Mas antes, inclinou-se sobre Ethan, aproximando o rosto perigosamente do dele, e murmurou com um tom que gelaria o sangue de qualquer um:

— Se isso for um jogo de poder, Ethan... cuidado pra não se queimar também.

Ele sorriu de lado. Aquele sorriso que precede o caos.

— Você acabou de entrar no tabuleiro, Olivia. A peça mais instável sempre é a mais perigosa.

No fim da tarde, sites de fofoca corporativa já falavam da união inesperada entre o CEO da Blake Corporation e a advogada sul-americana que ninguém conhecia até então. Olivia acompanhava as manchetes com os pés sobre a mesa, laptop no colo, e expressão entre o choque e a descrença.

“Casamento surpresa no império Blake: CEO Ethan Cavalli oficializa união com advogada brasileira!”

“Olivia Vasques: de advogada discreta a Sra. Cavalli em 24 horas.”

Naquela mesma noite, sentada no sofá com um copo de vinho barato e olhos cansados, Olivia iniciou uma chamada de vídeo. Na tela, o rosto familiar e sorridente de Camila, sua amiga mais próxima em Nova York.

— Me diz que você tá brincando. — disse Camila, com um sorrisinho sarcástico.

— Queria estar.

— Você casou com o CEO. O mesmo CEO que você odeia.

— Contrato, Camila. Contrato. Nada de sentimentos, zero intimidade e… ah, sim, ele proibiu o uso das canetas Montblanc dele. Está literalmente na cláusula.

Camila gargalhou do outro lado.

— Isso vai dar tanto errado…

— Já começou dando. E, pra piorar, ele me paga as dívidas se eu aguentar seis meses. Isso me faz uma esposa de aluguel de luxo?

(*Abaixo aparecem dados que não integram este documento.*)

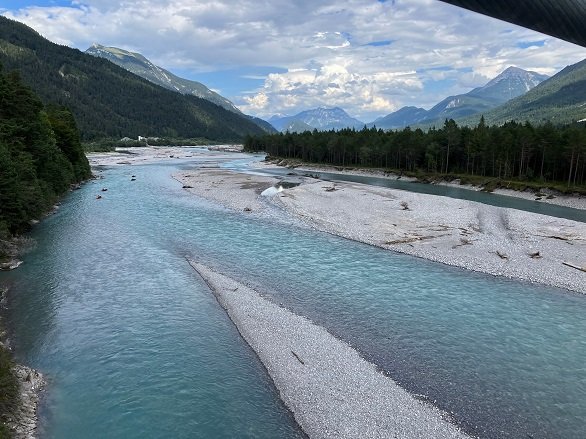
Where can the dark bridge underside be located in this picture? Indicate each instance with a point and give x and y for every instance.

— Não. Isso te faz oficialmente personagem de uma comédia romântica. E eu exijo spoilers semanais.

Olivia sorriu pela primeira vez no dia. Um sorriso cansado, mas sincero. O jogo tinha começado. E ela, gostando ou não, já era uma das protagonistas.

Sentada na beirada da cama — vestida de pijama e com o cabelo preso em um coque torto — Olivia encarava o contrato sobre a mesinha de cabeceira como quem encara um fantasma. O nome dele, impresso em negrito no topo da primeira página, parecia zombar dela: Ethan Cavalli.

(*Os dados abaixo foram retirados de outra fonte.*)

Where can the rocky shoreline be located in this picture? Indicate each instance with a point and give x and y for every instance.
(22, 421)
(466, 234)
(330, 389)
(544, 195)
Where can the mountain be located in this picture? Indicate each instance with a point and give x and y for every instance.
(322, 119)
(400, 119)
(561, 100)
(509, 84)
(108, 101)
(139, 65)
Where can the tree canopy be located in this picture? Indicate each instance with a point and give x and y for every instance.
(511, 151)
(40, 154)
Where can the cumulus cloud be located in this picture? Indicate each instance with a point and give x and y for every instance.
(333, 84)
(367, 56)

— Arrogante, controlador, obcecado por etiquetas… e agora meu marido de papel.

Ela bufou, apoiando o queixo na mão.

Seus pensamentos giravam em torno de uma única questão: como um homem podia ser tão absurdamente irritante?

Ele era do tipo que corrigia o barista se errassem seu nome no copo, que passava álcool na própria mesa de reuniões três vezes por dia e que, claro, precisava incluir uma cláusula inteira para proibir o uso das suas benditas canetas Montblanc.

Como se isso fosse o maior problema da relação contratual.

— Talvez eu devesse usar uma só por vingança. Assinar um recibo de pizza com uma Montblanc só pra vê-lo ter um colapso nervoso.

Ela sorriu de canto, já visualizando a cena.

De todas as guerras que ela podia imaginar, essa definitivamente não seria vencida com armas comuns. E Ethan Cavalli não fazia ideia de quem tinha colocado no campo de batalha.